Wallace further makes the point that for true compassion true attentiveness is necessary. But we live in a culture and society that values distractions, that wants to keep us distracted by creating false needs and fantasy images. At the very end of his address Wallace puts it very succinctly and very cogently: “The really important kind of freedom involves attention and awareness and discipline, and being able truly to care about other people and to sacrifice for them over and over in myriad petty, unsexy ways every day.”
He makes one other point that may make some people very uneasy and be easily misunderstood by many others. He says simply: Create your own meaning. What does he intend by this statement? He is referring not to simple everyday meanings but to the “Big Picture” of our life. In a sense we have a choice, like in the Life of Pi, what story will we accept and live by. But he takes an especially sharp turn with these words: “You get to consciously decide what has meaning and what doesn’t. You get to decide what to worship.”
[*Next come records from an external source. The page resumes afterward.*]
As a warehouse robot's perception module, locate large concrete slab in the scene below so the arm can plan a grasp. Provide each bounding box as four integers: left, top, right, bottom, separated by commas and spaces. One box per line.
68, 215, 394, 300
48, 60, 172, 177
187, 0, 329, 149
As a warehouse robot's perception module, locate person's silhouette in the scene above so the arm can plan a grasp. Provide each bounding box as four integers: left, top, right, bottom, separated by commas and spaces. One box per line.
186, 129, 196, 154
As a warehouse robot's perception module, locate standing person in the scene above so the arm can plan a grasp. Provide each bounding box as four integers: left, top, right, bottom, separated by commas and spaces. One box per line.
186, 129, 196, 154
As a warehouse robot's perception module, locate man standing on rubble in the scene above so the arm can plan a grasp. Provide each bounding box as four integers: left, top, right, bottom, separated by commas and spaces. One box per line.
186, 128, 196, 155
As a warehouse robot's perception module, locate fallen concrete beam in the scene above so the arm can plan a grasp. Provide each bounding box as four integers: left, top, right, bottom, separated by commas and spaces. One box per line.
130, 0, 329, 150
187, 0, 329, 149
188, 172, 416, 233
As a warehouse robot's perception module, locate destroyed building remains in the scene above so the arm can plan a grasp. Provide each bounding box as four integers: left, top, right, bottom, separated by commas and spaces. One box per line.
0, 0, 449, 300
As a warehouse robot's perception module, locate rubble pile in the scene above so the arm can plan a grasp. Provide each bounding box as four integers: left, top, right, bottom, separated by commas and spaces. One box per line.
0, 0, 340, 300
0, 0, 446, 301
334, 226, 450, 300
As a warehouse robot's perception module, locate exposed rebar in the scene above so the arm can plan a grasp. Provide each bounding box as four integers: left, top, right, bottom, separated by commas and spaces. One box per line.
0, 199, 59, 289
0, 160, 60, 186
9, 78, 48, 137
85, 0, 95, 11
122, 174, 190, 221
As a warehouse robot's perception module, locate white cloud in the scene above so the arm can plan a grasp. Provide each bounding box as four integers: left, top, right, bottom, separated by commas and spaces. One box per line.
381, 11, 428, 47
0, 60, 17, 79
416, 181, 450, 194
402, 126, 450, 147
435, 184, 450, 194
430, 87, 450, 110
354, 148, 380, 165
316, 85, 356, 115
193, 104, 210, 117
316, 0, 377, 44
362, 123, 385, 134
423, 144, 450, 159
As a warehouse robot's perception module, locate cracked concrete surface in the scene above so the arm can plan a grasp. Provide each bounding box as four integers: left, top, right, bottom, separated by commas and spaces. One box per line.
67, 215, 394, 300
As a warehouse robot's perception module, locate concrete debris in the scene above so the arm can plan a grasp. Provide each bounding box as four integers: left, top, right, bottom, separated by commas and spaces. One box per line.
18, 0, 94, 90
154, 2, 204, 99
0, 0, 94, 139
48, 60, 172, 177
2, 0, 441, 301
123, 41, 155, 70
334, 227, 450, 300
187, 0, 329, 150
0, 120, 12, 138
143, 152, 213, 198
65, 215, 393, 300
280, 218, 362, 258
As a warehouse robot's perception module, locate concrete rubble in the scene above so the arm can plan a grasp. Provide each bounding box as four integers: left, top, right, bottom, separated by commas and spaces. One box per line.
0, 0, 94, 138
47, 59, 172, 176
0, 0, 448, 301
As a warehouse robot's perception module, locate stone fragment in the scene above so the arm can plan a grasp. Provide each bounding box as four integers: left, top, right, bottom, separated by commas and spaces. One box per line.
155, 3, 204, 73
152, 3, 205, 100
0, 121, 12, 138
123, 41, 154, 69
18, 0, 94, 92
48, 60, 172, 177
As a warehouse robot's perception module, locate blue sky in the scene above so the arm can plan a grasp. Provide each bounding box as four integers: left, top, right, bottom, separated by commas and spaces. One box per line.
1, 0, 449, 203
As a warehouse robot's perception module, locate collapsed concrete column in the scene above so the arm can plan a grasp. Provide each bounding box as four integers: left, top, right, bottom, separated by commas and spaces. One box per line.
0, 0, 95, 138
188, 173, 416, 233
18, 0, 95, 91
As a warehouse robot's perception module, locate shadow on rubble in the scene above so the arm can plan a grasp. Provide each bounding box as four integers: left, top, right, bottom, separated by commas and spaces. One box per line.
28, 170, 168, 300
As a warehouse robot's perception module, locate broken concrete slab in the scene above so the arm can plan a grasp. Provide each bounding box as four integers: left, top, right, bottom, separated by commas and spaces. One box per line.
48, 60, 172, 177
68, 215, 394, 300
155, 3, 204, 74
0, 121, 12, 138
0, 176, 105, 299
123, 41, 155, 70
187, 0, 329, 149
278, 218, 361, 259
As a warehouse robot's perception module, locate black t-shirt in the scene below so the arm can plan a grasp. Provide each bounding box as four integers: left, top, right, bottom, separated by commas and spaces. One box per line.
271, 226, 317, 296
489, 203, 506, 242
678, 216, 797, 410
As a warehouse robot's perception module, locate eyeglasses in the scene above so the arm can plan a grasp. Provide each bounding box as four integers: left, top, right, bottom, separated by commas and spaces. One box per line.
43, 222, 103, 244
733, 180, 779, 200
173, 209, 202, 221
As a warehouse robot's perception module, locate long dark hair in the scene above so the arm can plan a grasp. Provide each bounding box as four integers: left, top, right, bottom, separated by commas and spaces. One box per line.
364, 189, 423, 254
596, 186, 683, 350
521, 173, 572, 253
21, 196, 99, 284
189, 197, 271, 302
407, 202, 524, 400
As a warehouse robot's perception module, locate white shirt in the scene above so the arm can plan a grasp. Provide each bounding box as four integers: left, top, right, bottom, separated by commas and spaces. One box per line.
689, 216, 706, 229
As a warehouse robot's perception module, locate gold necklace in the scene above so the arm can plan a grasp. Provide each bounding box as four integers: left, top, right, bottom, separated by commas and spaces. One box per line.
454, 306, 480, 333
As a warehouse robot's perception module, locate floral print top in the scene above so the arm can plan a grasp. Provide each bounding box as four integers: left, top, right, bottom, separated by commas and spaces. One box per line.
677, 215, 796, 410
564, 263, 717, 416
“In the day-to-day trenches of adult life, there is actually no such thing as atheism. There is no such thing as not worshipping. Everybody worships. The only choice we get is what to worship. And the compelling reason for maybe choosing some sort of god or spiritual-type thing to worship — be it JC or Allah, be it YHWH or the Wiccan Mother Goddess, or the Four Noble Truths, or some inviolable set of ethical principles — is that pretty much anything else you worship will eat you alive. If you worship money and things, if they are where you tap real meaning in life, then you will never have enough, never feel you have enough. It’s the truth. Worship your body and beauty and sexual allure and you will always feel ugly. And when time and age start showing, you will die a million deaths before they finally grieve you.”
Indeed! Good advice and not only to young graduates from a beautiful person. Sad that David Foster Wallace was later overrun by mental illness and is no longer with us. His luminous words stand out and still speak to us and his presence is with us wherever any small act of love takes place, unnoticed and unrewarded, but marking again and again that the darkness cannot overcome the Light.